Are Multimodal LLMs Ready for Clinical Dermatology? A Real-World Evaluation in Dermatology

arXiv cs.AI / 5/7/2026

💬 OpinionSignals & Early TrendsIdeas & Deep AnalysisModels & Research

Key Points

  • The study benchmarks five multimodal LLMs (four open-weight and one commercial) on dermatology-specific tasks but finds their public benchmark results do not translate well to real-world clinical decision-making.
  • Differential diagnosis performance drops sharply in a hospital-based multi-site retrospective cohort of 5,811 cases and 46,405 clinical images, with top-3 diagnostic accuracy reaching only 1.50%–13.35% for open-weight models using images alone.
  • Adding clinical context improves accuracy across all models, raising top-3 diagnostic accuracy to as high as 28.75% for open-weight models and 38.93% for GPT-4.1, yet outputs remain highly sensitive to incomplete or incorrect context.
  • For severity-based triage, models show moderate sensitivity (over 60%), indicating possible value for preliminary screening but not enough reliability for clinical deployment.
  • Overall, the findings suggest that current dermatology multimodal LLMs are not ready for bedside use, and benchmark metrics substantially overestimate real-world capability.

Abstract

Multimodal large language models (MLLMs) have demonstrated promise on publicly available dermatology benchmarks.
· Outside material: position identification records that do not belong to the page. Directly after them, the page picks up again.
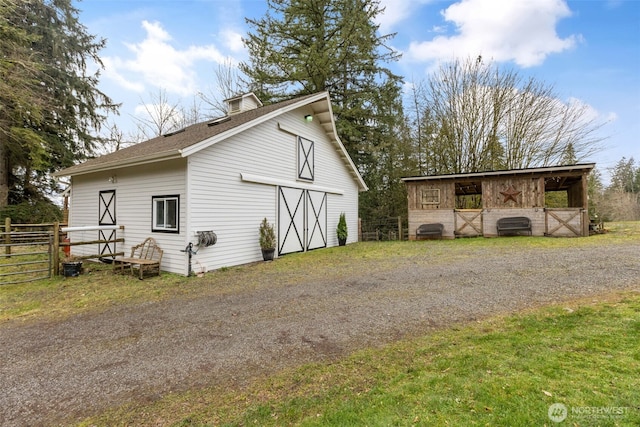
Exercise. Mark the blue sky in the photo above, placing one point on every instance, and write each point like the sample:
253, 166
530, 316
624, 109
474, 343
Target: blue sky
588, 50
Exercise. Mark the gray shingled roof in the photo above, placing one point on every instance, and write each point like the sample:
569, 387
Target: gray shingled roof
172, 143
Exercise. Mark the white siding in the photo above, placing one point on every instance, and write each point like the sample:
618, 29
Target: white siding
134, 189
221, 202
213, 196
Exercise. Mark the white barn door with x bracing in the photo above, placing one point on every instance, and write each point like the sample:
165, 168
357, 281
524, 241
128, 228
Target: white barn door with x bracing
107, 216
302, 220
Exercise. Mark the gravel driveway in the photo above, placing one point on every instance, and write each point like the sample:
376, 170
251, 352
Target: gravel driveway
57, 371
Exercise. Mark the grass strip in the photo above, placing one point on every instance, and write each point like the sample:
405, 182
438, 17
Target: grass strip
99, 289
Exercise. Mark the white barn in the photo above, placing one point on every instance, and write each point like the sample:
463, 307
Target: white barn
220, 178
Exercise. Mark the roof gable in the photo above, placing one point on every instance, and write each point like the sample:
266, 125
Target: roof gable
194, 138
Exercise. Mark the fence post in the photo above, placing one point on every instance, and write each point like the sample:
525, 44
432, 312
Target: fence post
7, 236
56, 249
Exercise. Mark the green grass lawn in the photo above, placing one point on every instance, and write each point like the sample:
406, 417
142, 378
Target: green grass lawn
505, 371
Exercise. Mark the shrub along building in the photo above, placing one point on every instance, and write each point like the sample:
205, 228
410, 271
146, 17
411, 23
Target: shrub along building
495, 195
202, 192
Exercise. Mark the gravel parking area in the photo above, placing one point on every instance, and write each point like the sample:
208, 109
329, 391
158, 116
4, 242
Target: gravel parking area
53, 372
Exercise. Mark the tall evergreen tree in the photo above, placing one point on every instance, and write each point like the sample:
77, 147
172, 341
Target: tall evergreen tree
49, 117
301, 47
489, 118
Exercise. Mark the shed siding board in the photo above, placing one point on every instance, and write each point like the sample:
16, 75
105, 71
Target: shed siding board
135, 188
531, 193
221, 202
447, 195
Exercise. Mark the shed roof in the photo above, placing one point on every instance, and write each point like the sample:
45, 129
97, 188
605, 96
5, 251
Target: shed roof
194, 138
557, 178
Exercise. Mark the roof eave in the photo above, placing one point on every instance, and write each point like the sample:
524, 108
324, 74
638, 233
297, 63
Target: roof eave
119, 164
537, 170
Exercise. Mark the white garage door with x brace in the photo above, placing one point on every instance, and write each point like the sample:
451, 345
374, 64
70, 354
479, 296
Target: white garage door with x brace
302, 220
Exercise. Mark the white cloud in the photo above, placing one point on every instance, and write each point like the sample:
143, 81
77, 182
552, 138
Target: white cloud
158, 63
396, 11
232, 40
522, 31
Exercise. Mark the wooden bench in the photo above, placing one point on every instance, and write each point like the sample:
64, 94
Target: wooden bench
430, 230
147, 256
514, 224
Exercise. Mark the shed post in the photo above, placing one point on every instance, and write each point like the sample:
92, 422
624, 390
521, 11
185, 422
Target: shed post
55, 260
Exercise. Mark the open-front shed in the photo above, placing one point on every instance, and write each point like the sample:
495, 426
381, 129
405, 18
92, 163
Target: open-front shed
495, 196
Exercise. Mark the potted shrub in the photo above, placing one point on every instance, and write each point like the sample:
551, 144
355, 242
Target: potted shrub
341, 231
267, 240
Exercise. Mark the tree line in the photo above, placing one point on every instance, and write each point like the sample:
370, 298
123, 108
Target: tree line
469, 115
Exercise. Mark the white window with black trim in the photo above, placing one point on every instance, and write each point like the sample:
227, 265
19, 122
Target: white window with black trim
306, 159
166, 214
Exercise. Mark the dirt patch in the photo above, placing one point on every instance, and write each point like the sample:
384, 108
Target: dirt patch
56, 371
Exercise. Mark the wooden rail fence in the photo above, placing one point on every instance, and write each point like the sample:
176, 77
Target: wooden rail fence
32, 251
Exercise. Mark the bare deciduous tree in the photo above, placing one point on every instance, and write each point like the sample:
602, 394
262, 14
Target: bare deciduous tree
488, 118
160, 116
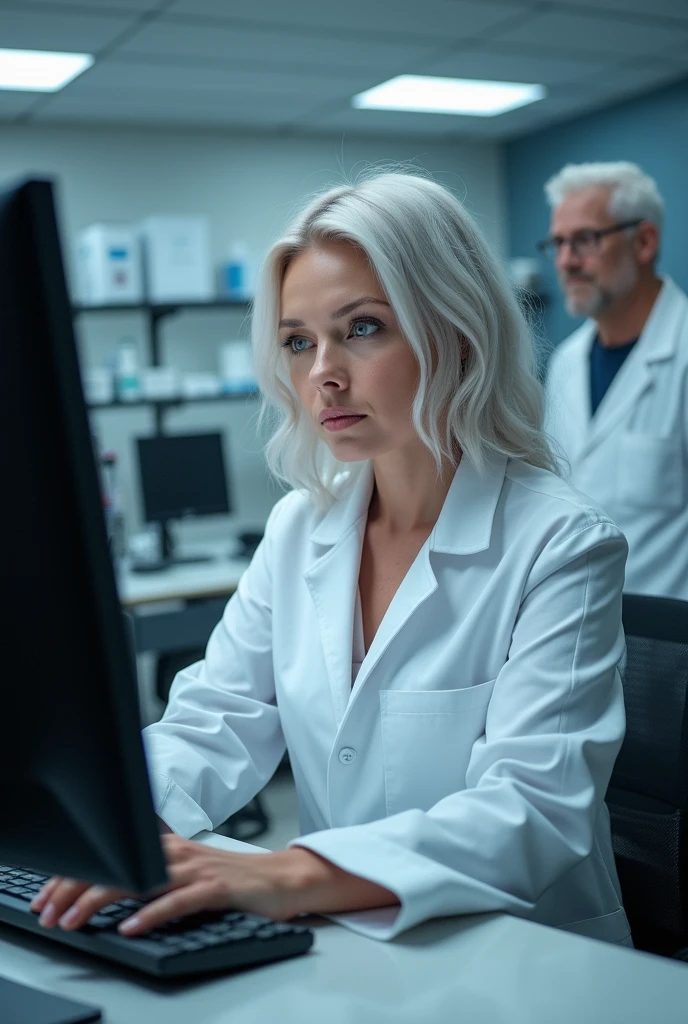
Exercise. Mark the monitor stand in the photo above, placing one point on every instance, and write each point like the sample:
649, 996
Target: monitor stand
168, 557
20, 1004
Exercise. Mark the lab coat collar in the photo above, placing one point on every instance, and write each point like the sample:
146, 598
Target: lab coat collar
464, 526
657, 342
465, 522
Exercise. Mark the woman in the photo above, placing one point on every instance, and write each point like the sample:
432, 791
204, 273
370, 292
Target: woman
433, 635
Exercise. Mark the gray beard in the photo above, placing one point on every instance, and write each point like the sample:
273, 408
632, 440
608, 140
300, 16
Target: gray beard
596, 304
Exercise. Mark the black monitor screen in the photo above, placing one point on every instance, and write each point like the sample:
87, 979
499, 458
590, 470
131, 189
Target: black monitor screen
182, 475
74, 794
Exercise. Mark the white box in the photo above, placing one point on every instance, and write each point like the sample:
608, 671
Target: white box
176, 259
235, 365
109, 265
201, 384
160, 382
98, 385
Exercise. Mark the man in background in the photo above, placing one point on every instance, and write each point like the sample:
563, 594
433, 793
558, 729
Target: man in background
617, 387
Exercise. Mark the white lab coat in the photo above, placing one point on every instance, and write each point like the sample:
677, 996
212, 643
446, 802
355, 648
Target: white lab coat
467, 768
632, 457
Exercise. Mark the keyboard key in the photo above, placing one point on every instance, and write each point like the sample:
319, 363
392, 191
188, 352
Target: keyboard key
100, 922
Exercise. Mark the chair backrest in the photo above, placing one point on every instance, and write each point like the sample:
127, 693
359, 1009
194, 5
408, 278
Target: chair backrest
648, 792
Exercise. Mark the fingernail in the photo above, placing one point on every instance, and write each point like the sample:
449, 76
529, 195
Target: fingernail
49, 915
69, 918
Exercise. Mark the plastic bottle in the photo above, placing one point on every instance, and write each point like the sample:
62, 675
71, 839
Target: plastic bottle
112, 506
238, 273
128, 381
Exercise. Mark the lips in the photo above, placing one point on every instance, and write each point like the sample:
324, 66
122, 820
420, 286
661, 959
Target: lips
339, 418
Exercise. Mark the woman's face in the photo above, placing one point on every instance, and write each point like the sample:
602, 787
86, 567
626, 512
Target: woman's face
352, 370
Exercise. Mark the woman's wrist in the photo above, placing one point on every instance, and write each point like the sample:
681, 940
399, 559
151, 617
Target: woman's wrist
318, 886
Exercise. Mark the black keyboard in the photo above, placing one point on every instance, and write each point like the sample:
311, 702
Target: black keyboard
190, 945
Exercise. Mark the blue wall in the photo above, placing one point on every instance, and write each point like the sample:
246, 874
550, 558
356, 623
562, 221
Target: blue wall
651, 130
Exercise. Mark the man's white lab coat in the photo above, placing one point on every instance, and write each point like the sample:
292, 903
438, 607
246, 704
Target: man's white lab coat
632, 457
467, 768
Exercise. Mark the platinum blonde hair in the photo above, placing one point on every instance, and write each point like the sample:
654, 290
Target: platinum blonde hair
446, 289
634, 195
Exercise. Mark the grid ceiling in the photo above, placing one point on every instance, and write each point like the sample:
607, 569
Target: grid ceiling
292, 69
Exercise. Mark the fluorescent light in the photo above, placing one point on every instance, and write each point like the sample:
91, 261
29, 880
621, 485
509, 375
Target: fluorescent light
40, 71
448, 95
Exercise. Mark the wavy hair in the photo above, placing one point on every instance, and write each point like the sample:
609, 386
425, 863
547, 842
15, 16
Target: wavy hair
448, 292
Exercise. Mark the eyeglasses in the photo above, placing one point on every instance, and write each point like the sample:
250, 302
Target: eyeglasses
582, 243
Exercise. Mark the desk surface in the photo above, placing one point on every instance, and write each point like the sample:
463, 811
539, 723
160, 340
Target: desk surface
182, 582
481, 970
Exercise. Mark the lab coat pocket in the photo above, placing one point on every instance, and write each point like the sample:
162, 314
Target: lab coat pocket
427, 738
649, 471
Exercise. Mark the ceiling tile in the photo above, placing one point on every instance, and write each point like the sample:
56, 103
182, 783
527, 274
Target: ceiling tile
118, 5
171, 108
262, 47
513, 65
619, 82
649, 8
441, 18
567, 33
153, 78
13, 103
388, 123
84, 32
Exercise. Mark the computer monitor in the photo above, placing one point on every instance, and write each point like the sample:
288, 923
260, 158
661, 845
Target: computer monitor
181, 475
74, 790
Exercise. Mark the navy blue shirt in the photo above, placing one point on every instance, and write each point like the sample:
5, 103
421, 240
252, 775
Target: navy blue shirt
604, 365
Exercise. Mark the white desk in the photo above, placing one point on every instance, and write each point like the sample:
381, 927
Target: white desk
181, 582
177, 608
481, 970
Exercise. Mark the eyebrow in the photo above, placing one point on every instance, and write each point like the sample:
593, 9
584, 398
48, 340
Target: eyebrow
342, 311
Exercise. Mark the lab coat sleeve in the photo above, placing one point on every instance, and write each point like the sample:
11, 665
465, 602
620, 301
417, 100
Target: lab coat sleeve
535, 779
220, 738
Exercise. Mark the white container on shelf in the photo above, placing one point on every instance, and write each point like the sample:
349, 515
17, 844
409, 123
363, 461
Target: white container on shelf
235, 366
160, 382
109, 265
98, 385
128, 380
201, 385
176, 259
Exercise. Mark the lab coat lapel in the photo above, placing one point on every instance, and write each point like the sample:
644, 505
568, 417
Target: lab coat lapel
577, 391
464, 526
333, 580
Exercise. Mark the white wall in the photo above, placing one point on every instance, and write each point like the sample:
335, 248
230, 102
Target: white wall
248, 186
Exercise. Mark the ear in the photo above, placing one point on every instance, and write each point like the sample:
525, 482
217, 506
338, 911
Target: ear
646, 243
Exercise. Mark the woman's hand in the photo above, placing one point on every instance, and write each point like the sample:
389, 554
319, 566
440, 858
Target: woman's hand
203, 878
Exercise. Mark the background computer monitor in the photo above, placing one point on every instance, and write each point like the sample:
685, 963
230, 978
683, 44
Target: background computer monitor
74, 790
181, 475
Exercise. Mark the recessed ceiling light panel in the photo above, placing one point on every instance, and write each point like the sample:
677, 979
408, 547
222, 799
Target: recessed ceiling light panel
448, 95
40, 71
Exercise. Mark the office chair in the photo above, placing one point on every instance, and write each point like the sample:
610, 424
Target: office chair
648, 792
252, 821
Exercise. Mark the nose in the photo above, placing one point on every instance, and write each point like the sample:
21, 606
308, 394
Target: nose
328, 372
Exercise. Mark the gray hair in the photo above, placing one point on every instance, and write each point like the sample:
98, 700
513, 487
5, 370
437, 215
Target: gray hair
634, 195
445, 288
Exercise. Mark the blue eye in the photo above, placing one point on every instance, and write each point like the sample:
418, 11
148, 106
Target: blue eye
363, 329
296, 344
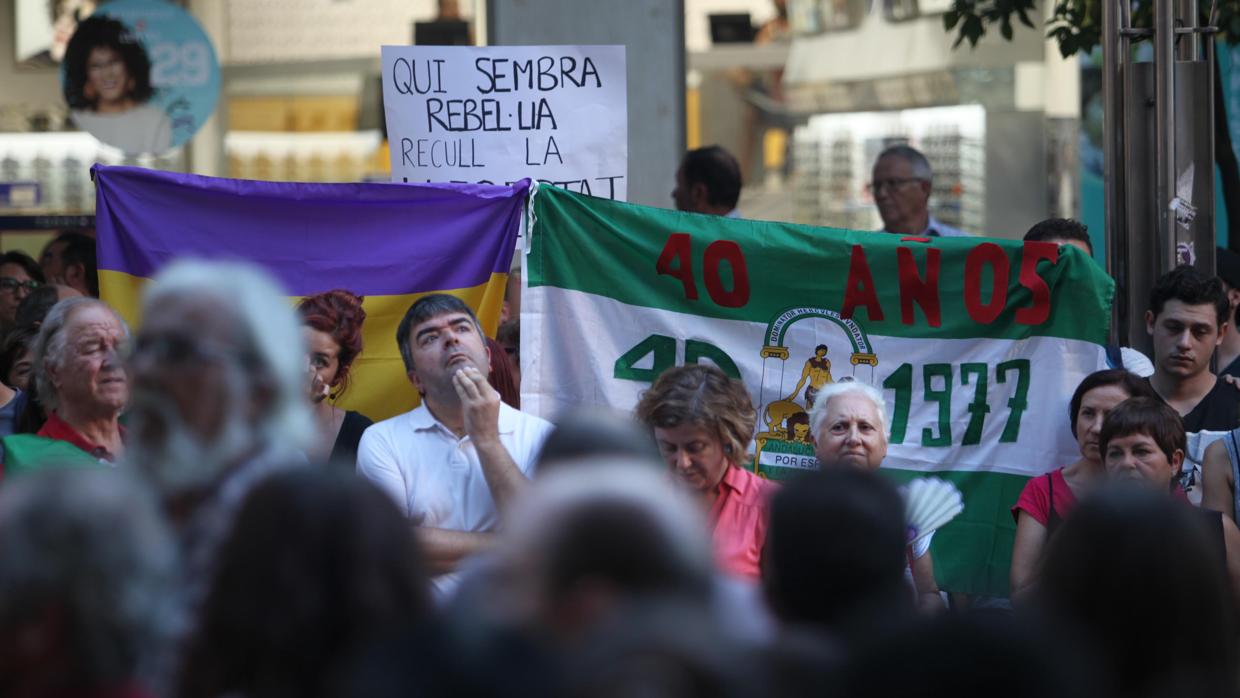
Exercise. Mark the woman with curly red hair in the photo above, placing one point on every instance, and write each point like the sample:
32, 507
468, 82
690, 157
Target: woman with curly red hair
332, 325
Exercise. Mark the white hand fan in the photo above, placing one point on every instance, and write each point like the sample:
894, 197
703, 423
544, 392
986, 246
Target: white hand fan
929, 505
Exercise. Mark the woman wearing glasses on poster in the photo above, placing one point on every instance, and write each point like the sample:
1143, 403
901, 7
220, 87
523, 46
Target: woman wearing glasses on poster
108, 86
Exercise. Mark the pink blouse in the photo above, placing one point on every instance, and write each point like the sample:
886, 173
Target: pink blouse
740, 515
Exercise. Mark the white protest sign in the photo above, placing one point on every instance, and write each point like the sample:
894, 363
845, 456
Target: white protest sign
501, 113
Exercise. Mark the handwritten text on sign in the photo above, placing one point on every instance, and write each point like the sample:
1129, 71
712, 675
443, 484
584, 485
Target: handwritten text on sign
502, 113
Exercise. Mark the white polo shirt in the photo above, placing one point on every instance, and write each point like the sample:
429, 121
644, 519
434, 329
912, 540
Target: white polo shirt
435, 477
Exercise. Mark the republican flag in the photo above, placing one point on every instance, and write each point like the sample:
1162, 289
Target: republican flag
389, 243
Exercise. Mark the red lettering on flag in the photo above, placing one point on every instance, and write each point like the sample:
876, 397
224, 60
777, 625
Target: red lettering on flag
993, 256
1032, 253
915, 289
861, 288
677, 249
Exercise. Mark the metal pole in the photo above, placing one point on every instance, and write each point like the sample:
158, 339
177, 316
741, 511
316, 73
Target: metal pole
1164, 129
1112, 158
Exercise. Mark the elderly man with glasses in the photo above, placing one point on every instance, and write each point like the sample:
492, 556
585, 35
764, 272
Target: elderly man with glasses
902, 189
82, 384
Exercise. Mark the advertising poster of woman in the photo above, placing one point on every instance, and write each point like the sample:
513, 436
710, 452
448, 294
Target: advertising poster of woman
140, 76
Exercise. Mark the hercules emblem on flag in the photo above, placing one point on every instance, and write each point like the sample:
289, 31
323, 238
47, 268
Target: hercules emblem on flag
786, 394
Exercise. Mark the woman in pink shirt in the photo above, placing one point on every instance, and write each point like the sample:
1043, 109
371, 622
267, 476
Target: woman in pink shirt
703, 422
1047, 499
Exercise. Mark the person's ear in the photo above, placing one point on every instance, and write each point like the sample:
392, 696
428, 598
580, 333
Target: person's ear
699, 196
75, 277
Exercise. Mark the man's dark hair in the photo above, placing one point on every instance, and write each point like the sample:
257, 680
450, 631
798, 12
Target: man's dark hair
1145, 415
1125, 379
101, 31
1120, 551
584, 434
316, 559
26, 262
424, 309
79, 249
1059, 229
620, 544
718, 170
35, 306
1189, 287
836, 551
15, 344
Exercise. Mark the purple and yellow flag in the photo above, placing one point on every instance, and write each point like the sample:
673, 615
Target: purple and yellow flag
389, 243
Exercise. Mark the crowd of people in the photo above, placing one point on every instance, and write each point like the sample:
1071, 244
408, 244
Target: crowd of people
185, 511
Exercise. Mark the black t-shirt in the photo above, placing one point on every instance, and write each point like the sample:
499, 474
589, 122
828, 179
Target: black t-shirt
1231, 368
1219, 410
344, 451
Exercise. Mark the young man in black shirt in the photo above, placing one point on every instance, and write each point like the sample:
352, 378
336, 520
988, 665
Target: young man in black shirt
1187, 319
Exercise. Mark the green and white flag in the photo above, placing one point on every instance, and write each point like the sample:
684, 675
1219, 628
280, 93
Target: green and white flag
977, 344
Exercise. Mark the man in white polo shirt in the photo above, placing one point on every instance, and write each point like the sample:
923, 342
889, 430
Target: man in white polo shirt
456, 461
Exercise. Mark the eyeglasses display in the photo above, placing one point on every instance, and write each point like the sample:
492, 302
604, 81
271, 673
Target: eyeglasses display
833, 156
8, 284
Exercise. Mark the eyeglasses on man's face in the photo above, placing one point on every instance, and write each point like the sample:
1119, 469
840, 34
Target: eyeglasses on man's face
8, 284
892, 184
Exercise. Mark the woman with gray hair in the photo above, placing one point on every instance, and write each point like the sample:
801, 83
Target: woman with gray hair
702, 422
848, 427
87, 585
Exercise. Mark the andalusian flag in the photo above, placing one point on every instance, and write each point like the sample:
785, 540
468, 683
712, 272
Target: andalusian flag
389, 243
977, 344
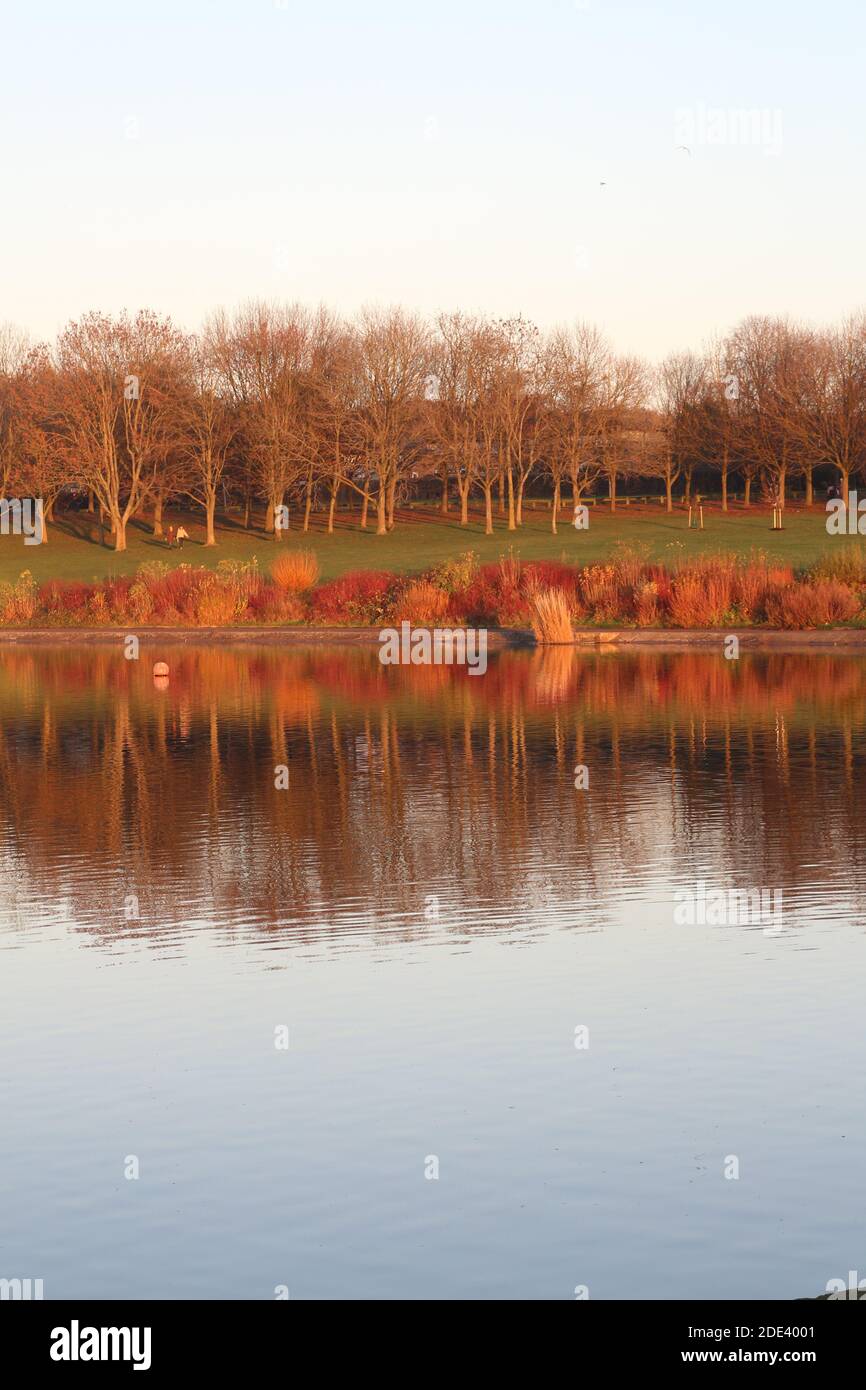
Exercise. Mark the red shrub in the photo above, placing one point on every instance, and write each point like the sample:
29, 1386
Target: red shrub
360, 597
60, 599
812, 603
However, benchmark performance may not generalize to real-world dermatologic decision-making. To quantify this benchmark-to-bedside gap, we evaluated four open-weight MLLMs (InternVL-Chat v1.5, LLaVA-Med v1.5, SkinGPT4 and MedGemma-4B-Instruct) and one commercial MLLM (GPT-4.1) across three publicly available dermatology datasets and a retrospective multi-site hospital-based dermatology consultation cohort comprising 5,811 cases and 46,405 clinical images. Models were evaluated on two clinically relevant tasks: differential diagnosis generation and severity-based triage. Diagnostic performance was modest on public datasets and declined substantially in the real-world cohort. On public benchmarks, top-3 diagnostic accuracy reached 26.55% for the best open-weight model and 42.25% for GPT-4.1. On real-world consultation cases using images alone, top-3 diagnostic accuracy fell to 1.50%-13.35% among open-weight models and 24.65% for GPT-4.1. Incorporating clinical context improved performance across all models, increasing top-3 diagnostic accuracy up to 28.75% among open-weight models and 38.93% for GPT-4.1. However, model outputs were highly sensitive to incomplete or erroneous consultation context. For severity-based triage, models achieved moderate sensitivity (above 60%), suggesting potential utility for screening but insufficient reliability for clinical deployment. These findings demonstrate that benchmark performance substantially overestimates the real-world clinical capability of current dermatology MLLMs.